4
votes

Spark has native support by EMR. When using the EMR web interface to create a new cluster, it is possible to add a custom step that would execute a Spark application when the cluster starts, basically an automated spark-submit after cluster startup.

I've been wondering how to specify the master node to the SparkConf within the application, when starting the EMR cluster and submitting the jar file through the designated EMR step?
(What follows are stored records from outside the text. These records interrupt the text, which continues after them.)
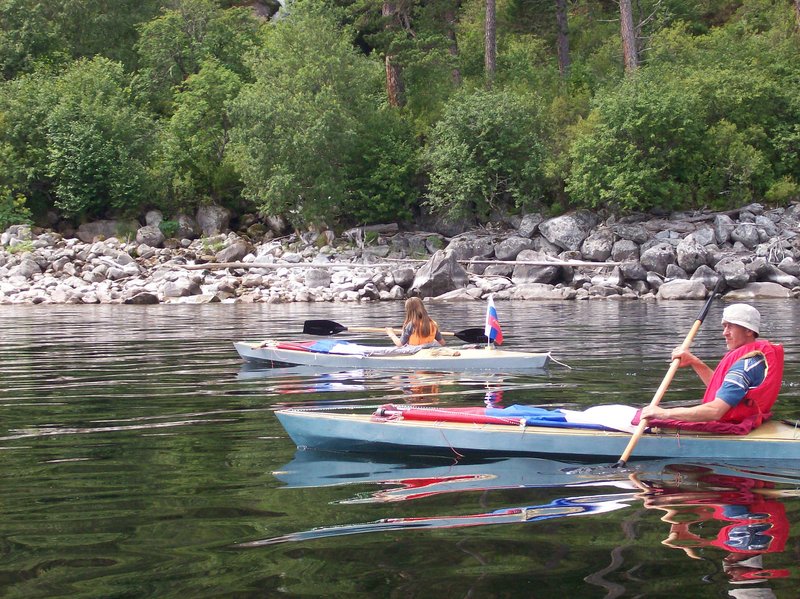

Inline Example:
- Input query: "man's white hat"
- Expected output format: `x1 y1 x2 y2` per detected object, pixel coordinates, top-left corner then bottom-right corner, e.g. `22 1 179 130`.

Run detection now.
722 304 761 335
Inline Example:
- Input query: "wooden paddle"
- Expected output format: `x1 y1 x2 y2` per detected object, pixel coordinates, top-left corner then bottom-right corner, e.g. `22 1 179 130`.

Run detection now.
612 279 722 468
303 320 486 343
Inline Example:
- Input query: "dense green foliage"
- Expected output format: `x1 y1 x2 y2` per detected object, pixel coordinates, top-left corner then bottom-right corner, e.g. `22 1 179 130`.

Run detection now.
428 91 545 219
0 0 800 227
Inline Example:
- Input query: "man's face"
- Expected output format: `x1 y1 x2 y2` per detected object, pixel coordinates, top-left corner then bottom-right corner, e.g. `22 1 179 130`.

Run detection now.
722 322 756 350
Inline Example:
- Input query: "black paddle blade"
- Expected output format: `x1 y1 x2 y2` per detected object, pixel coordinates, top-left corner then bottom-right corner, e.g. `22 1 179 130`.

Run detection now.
303 320 347 335
454 328 487 343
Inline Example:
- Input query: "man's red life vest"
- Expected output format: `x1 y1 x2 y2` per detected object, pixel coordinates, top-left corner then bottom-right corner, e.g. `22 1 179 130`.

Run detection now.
632 339 783 435
703 339 783 428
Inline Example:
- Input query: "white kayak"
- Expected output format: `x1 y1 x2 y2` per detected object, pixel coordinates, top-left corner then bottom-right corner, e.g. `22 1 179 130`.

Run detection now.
233 341 550 372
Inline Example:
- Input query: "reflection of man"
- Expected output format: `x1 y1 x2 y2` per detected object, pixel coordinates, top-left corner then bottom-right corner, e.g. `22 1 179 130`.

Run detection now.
639 465 789 598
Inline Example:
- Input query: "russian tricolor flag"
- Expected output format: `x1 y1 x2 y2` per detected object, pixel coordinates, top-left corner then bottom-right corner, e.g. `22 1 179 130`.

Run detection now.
484 295 503 345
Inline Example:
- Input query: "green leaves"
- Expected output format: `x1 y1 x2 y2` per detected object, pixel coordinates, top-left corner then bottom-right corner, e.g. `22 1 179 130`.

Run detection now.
427 91 545 225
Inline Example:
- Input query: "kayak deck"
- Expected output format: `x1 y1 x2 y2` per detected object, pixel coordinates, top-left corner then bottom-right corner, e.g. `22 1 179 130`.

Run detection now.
234 341 551 371
275 408 800 461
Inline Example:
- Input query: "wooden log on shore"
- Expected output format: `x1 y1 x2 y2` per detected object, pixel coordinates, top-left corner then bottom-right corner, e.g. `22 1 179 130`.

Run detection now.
175 258 622 270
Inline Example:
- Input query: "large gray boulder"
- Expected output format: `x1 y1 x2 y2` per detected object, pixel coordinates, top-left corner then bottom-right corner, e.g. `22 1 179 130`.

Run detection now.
639 243 676 276
195 204 231 237
75 220 139 243
511 250 561 285
675 236 708 274
731 223 761 250
581 227 614 262
136 225 166 248
517 214 543 237
714 214 736 245
539 214 588 250
409 250 469 297
725 283 792 302
656 279 708 300
445 234 494 260
494 235 533 260
714 256 750 289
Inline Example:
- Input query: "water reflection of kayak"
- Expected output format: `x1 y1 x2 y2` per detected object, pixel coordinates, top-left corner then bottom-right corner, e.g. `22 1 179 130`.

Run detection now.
234 341 550 372
275 409 800 461
273 449 800 503
239 451 800 552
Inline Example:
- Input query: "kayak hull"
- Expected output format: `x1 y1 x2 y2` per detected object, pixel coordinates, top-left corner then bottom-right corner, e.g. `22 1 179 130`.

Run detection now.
233 341 550 372
275 409 800 461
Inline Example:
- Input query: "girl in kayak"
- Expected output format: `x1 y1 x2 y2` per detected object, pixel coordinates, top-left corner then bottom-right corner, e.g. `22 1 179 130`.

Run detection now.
386 297 444 347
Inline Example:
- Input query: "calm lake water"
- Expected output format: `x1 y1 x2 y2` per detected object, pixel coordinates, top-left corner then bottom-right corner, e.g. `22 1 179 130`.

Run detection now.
0 301 800 598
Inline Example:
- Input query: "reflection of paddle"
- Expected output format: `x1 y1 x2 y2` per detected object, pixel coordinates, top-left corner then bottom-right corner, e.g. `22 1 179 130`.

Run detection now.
303 320 486 343
612 280 722 468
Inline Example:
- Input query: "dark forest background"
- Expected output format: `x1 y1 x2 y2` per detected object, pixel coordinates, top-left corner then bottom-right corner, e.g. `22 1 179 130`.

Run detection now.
0 0 800 230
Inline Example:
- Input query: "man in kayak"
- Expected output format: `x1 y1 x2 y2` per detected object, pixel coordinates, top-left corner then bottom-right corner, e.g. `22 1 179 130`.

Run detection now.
641 304 783 432
386 297 444 347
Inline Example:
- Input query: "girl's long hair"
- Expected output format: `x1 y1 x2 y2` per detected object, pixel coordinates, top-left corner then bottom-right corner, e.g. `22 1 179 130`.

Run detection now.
403 297 431 337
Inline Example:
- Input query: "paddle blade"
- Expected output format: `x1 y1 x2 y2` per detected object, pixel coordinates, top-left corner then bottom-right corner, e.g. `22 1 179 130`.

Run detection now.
303 320 347 335
453 328 486 343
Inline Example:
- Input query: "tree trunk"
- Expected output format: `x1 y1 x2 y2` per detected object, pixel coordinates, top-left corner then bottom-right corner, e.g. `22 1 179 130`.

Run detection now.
556 0 568 79
444 5 462 87
484 0 497 88
381 1 406 108
794 0 800 31
619 0 639 73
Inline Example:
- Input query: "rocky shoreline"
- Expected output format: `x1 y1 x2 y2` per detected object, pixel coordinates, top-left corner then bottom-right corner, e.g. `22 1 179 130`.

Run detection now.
0 203 800 304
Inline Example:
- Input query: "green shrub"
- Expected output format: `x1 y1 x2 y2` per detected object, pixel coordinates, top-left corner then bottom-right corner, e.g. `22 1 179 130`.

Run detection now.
158 220 181 237
427 91 545 220
764 177 800 206
0 187 32 231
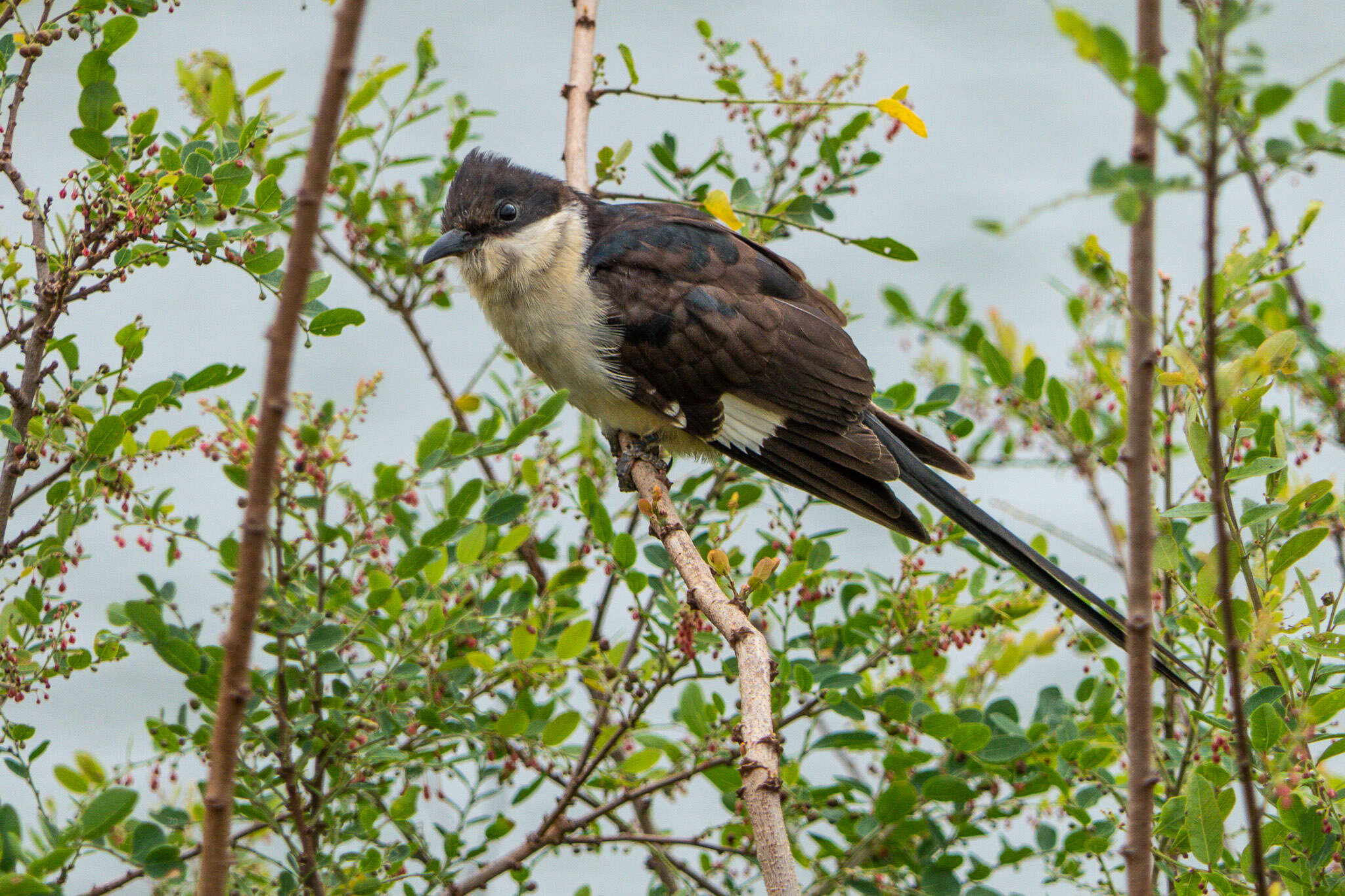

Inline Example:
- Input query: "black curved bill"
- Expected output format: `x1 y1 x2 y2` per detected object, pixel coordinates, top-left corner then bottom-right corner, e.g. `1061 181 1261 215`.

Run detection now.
421 230 481 265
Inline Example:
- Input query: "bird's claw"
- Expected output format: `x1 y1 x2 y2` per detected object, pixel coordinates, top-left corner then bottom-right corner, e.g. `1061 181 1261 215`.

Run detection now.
607 433 669 492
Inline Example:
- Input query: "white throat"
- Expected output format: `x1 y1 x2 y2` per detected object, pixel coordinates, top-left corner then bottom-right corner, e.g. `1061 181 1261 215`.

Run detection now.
461 203 619 416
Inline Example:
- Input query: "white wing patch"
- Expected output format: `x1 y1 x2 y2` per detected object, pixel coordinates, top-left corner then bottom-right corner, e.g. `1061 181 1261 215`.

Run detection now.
714 394 784 454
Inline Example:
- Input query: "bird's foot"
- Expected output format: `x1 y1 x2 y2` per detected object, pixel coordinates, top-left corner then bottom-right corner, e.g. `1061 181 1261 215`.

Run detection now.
607 433 669 492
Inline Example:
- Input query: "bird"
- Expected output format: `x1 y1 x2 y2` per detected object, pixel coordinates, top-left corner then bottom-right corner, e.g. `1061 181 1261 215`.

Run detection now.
421 148 1197 693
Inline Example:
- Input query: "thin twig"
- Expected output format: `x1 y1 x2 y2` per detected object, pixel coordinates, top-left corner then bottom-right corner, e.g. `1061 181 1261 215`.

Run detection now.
445 755 733 896
565 0 801 896
620 433 802 896
0 0 63 543
196 0 364 896
565 833 752 859
1122 0 1162 896
1196 7 1268 896
561 0 597 192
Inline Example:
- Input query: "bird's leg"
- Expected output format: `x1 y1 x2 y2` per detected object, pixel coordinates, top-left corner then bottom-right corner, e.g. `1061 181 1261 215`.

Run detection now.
603 430 669 492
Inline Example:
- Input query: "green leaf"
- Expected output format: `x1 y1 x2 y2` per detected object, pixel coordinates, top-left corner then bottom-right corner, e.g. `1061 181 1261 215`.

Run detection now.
305 625 345 653
612 532 635 570
1248 702 1289 752
79 787 140 840
977 339 1013 388
1069 407 1093 444
244 244 285 277
70 127 112 158
812 731 881 750
542 711 580 747
920 775 975 803
508 622 537 660
1158 501 1214 523
948 721 992 752
1185 774 1224 865
244 68 285 96
1269 526 1327 576
1224 456 1287 482
345 63 406 116
495 706 529 738
85 414 127 457
1055 7 1097 59
209 68 236 127
1326 81 1345 125
1252 85 1294 117
1136 63 1168 116
0 876 55 896
181 364 244 393
678 681 710 738
621 747 663 775
51 765 89 794
977 735 1037 764
616 43 640 87
394 544 439 579
1308 688 1345 724
850 236 916 262
1022 357 1046 402
214 161 252 207
79 81 121 135
101 16 140 54
556 619 593 660
481 493 527 525
253 175 284 212
1093 26 1130 81
920 712 958 738
456 523 487 565
76 50 117 87
308 308 364 336
1046 376 1069 423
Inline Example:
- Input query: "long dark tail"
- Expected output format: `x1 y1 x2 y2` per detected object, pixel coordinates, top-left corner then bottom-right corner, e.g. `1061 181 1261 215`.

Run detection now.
865 412 1200 694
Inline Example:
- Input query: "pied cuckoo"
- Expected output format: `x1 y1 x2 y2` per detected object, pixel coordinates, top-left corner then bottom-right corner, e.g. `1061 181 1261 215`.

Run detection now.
422 149 1195 691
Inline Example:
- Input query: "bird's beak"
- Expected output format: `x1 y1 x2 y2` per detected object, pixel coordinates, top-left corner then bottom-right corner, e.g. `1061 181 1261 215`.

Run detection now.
421 230 481 265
It is not possible to know the IP of the cluster master beforehand, as would be the case if I started the cluster manually and then used the information to build into my application before calling spark-submit.

Code snippet:

SparkConf conf = new SparkConf().setAppName("myApp").setMaster("spark:\\???:7077");
JavaSparkContext sparkContext = new JavaSparkContext(conf);

Note that I am asking about the "cluster" execution mode, so the driver program runs on the cluster as well.

1

1 Answers

7
votes

Short answer: don't.

Longer answer: A master URL like "spark://..." is for Spark Standalone, but EMR uses Spark on YARN, so the master URL should be just "yarn". This is already configured for you in spark-defaults.conf, so when you run spark-submit, you don't even have to include "--master ...".

However, since you are asking about cluster execution mode (actually, it's called "deploy mode"), you may specify either "--master yarn-cluster" (deprecated) or "--deploy-mode cluster" (preferred). This will make the Spark driver run on a random cluster mode rather than on the EMR master.